Flooding in Greece and neighboring nations leaves 14 dead, but 800 rescued from the torrents
Athens, Greece — More than 800 people have been rescued over the past two days from floods in Greece, the fire department said Thursday, after severe rainstorms turned streets into raging torrents, hurling cars into the sea and washing away roads. The rainstorms have also hit neighboring Bulgaria and Turkey, leaving 14 people dead in the three countries, including three people in Greece.
Fire department spokesperson Vasilis Vathrakogiannis said swift water rescue specialists and divers from the department's disaster response units, as well as the army, were participating in rescue efforts and were trying to reach remote areas despite roads having been washed away.
The flooding follows on the heels of devastating wildfires that destroyed vast tracts of forest and farmland, burned homes and left more than 20 people dead.

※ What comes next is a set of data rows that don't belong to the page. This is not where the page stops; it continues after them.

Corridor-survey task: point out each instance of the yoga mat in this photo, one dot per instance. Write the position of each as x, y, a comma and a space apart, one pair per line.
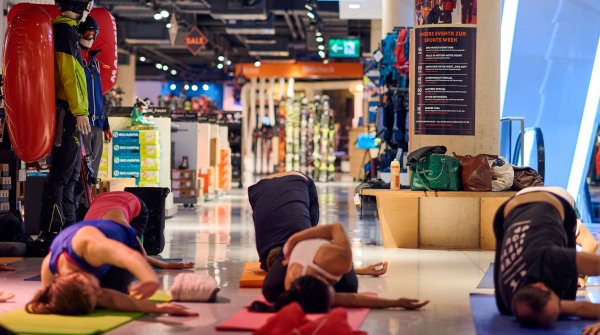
9, 260
488, 320
249, 321
253, 276
488, 278
100, 321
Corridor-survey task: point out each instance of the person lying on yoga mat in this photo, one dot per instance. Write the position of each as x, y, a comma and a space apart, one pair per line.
91, 264
284, 204
134, 213
316, 263
536, 264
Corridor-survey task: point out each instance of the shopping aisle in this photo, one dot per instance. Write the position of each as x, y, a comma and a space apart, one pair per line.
219, 238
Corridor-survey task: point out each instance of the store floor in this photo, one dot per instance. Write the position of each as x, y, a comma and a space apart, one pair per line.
219, 237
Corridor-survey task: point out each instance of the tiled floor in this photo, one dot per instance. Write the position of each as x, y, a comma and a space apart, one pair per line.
219, 238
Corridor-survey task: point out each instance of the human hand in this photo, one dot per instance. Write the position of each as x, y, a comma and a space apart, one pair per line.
376, 269
411, 304
107, 135
5, 296
593, 329
144, 289
175, 310
178, 265
83, 124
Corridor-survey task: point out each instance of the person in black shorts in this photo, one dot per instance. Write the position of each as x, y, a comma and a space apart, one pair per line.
536, 264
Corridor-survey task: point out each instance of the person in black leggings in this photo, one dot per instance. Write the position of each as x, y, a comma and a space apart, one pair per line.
284, 204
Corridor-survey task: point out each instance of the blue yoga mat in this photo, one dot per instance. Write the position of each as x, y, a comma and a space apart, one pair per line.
488, 320
488, 278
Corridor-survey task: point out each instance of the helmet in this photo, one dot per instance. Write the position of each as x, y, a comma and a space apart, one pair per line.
89, 29
76, 6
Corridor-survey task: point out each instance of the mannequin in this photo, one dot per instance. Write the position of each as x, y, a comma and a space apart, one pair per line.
59, 203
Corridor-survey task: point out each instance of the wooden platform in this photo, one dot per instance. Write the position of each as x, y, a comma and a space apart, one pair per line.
415, 219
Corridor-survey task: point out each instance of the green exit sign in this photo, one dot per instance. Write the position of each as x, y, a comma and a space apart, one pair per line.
344, 48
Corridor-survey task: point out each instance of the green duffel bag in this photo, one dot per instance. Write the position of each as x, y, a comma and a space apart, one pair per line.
435, 172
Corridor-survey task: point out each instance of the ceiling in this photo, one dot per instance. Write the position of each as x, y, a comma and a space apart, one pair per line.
232, 31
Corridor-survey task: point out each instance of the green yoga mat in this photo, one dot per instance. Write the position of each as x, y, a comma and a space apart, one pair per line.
100, 321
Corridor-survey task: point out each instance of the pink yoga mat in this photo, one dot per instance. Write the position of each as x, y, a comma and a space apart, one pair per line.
249, 321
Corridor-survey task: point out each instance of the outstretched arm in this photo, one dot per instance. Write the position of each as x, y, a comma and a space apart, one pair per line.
582, 309
118, 301
361, 300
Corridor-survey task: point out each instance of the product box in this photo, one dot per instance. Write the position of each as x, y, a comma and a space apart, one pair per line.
149, 151
150, 177
124, 137
150, 164
126, 174
126, 149
149, 137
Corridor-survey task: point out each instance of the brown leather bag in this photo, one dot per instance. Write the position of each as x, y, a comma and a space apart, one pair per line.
476, 172
526, 177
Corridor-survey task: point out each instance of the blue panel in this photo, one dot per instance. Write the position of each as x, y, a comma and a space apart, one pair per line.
552, 58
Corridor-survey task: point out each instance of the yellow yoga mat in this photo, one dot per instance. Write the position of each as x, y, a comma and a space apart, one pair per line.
253, 276
100, 321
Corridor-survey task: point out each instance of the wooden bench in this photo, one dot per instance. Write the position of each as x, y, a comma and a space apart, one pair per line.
419, 219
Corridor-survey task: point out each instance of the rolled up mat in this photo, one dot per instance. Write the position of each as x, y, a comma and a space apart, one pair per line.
488, 320
253, 276
100, 321
245, 320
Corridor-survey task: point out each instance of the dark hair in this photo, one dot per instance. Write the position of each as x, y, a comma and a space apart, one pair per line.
273, 254
311, 293
61, 296
529, 306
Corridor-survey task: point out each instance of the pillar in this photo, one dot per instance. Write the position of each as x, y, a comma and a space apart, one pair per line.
126, 80
396, 13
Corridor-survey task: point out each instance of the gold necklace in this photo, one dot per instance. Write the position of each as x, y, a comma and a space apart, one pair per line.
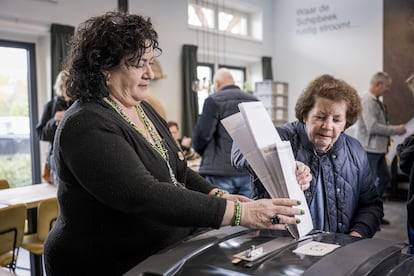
157, 145
155, 140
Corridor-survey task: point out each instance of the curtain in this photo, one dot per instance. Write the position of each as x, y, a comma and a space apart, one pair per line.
190, 98
267, 68
60, 35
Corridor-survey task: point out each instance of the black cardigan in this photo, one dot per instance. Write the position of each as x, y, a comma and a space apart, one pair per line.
117, 201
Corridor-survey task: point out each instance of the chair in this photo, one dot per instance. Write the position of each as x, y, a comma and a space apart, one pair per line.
12, 220
47, 212
4, 184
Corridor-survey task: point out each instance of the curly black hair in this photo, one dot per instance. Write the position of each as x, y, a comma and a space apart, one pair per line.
328, 87
101, 43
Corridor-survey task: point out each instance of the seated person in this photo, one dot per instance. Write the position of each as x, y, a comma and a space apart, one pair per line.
342, 197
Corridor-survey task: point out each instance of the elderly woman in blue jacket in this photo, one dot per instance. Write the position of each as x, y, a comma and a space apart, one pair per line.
341, 196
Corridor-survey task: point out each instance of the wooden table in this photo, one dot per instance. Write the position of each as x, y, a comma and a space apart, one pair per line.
30, 195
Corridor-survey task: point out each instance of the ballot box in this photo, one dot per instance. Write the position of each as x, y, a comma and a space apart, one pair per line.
239, 251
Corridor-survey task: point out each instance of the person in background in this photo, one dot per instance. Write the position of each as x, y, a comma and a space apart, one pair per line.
123, 192
184, 142
211, 140
341, 196
373, 131
405, 152
52, 114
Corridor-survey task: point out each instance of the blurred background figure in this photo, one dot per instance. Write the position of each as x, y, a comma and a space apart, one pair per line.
213, 143
405, 152
374, 131
193, 159
52, 114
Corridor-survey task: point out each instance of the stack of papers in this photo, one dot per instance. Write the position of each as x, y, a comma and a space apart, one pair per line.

The flooding on Thursday was concentrated mainly in the central towns of Karditsa, where people were reportedly seeking safety from rising water levels on the roofs of their homes. More rain was forecast for later in the day.
In some areas, floodwaters were higher than 6 feet, Vathrakogiannis said. Tracked vehicles and boats were being used to help evacuate people, but the boats were unable to reach some areas due to the large volume of debris and the strength of the torrents of floodwaters. Frequent lightning meant helicopters were unable to fly, he added.
More than 2 years' rain in 12 hours
Government spokesperson Pavlos Marinakis said some areas received more than twice the average annual rainfall of Athens in the space of 12 hours.
Defense Minister Nikos Dendias cut short a trip to Dubai and was returning to Greece "to oversee the greatest contribution of the Armed Forces in dealing with the consequences of the severe weather," he announced on X, the social media platform formerly known as Twitter.
Prime Minister Kyriakos Mitsotakis postponed his annual state of the economy speech and a news conference scheduled for the weekend in the northern city of Thessaloniki in order to visit the flooded areas.
Police have banned traffic from three regions, including on the island of Skiathos, and have sent numerous emergency phone alerts to people in several parts of the country to avoid venturing outdoors and to move away from basement and ground floor areas of buildings.
On Wednesday, repeated rainstorms also hit the Greek capital, flooding streets and turning part of a major avenue in the city center into a river of mud that swept people off their feet.
Flooding deaths in 3 countries
The record rainfall was blamed for at least three deaths near the central city of Volos and in Karditsa, further to the west, according to the Greek fire service. Three people were reported missing.
A flash flood at a campsite in northwest Turkey, meanwhile, near the border with Bulgaria, killed at least five people and carried away bungalow homes. Another two people died in Istanbul, Turkey's largest city, where Tuesday's storms inundated hundreds of homes and workplaces in several neighborhoods.
In Bulgaria, a storm caused floods on the country's southern Black Sea coast. The bodies of two missing people were recovered from the sea on Wednesday, raising the overall death toll there to four.
Severe weather and climate change
Extreme weather events — both record high temperatures and punishing rainfall — have battered much of Europe and the wider world this year, with climatologists pointing to human-caused global warming as a major culprit. Even as the drenching storms started pummelling Greece, fire crews in other parts of the country were still working to extinguish the unprecedented, deadly wildfires.
Warmer oceans fuel more powerful, less predictable storms, and the United Nations' World Meteorological Organization released new data Wednesday showing the past three months have been the hottest ever recorded globally.
In March, U.N. Secretary-General Antonio Guterres called on wealthy countries to move up their goals of achieving carbon neutrality as close as possible to 2040 (most nations are currently targeting 2050), in an urgent bid to "defuse the climate time bomb."
"Humanity is on thin ice, and that ice is melting fast," the U.N. chief said in a video message as a panel of experts issued a report that he likened to "a survival guide for humanity."